Lautaro è una furia dopo il primo gol del Fluminense: Thuram prova a calmarlo, ma lo spogliatoio dell’Inter è un vulcano

L’Inter affronta un momento di massima tensione dopo l’eliminazione dal Mondiale per Club, e tutto è iniziato con l’esplosione di rabbia di Lautaro Martinez nei primi minuti della sfida contro il Fluminense. Il capitano nerazzurro non ha digerito il gol subito da Cano e ha reagito con veemenza verso i compagni, pretendendo maggiore attenzione e compattezza difensiva. Le immagini esclusive di Sportmediaset mostrano chiaramente Lautaro furioso in campo, incontenibile anche dopo il tentativo di Marcus Thuram di calmarlo, segno di una tensione crescente che poi è esplosa definitivamente nel post-partita.
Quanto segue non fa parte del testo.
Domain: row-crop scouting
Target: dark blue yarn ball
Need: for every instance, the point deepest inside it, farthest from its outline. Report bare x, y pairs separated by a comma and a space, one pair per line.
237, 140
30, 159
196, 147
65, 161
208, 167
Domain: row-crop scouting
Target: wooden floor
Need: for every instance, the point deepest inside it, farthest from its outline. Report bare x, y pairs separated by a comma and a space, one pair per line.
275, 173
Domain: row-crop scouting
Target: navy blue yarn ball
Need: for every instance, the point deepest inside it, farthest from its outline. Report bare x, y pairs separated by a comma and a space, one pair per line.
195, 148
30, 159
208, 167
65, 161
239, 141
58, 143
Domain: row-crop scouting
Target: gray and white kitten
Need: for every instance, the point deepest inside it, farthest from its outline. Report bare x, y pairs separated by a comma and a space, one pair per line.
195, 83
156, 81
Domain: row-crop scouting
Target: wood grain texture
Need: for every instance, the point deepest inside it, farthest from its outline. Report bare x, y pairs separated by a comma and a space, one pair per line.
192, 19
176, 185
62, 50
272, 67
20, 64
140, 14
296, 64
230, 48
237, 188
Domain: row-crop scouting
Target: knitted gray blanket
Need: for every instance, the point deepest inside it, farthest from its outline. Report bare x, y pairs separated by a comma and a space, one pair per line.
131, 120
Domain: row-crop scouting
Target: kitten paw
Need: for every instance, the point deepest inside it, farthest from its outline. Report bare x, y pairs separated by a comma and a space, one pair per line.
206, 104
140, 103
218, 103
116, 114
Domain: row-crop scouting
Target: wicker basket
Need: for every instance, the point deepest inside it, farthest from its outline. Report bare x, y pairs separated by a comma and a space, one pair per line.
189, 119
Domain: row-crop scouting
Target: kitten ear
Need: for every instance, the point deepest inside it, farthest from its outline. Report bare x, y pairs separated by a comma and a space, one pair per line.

Il gol incassato nei primi minuti — frutto di una serie di incertezze difensive — ha compromesso da subito l’approccio dell’Inter alla partita. Lautaro, da leader tecnico ed emotivo della squadra, ha chiesto subito più concentrazione e compattezza, consapevole del valore degli avversari e della posta in palio. Il nervosismo del numero 10 è poi continuato anche nel resto della gara, con il palo colpito e un’occasione mancata che hanno accentuato il senso di frustrazione personale.

Dopo lo sfogo, lo spogliatoio implode: Marotta accusa Calhanoglu, Thuram lo difende con un like

Alla fine della partita, le parole di Lautaro hanno lasciato il segno: “Chi non vuole restare, se ne vada” — una frase che ha acceso la miccia all’interno dello spogliatoio dell’Inter. Poche ore dopo, Giuseppe Marotta ha confermato che il riferimento era diretto a Hakan Calhanoglu, rientrato in Italia per infortunio e nel mirino delle voci di mercato che lo vogliono vicino al Galatasaray. Il centrocampista turco non ha lasciato correre: con un lungo post su Instagram ha respinto ogni accusa, dichiarandosi fedele al club e profondamente deluso dalle insinuazioni.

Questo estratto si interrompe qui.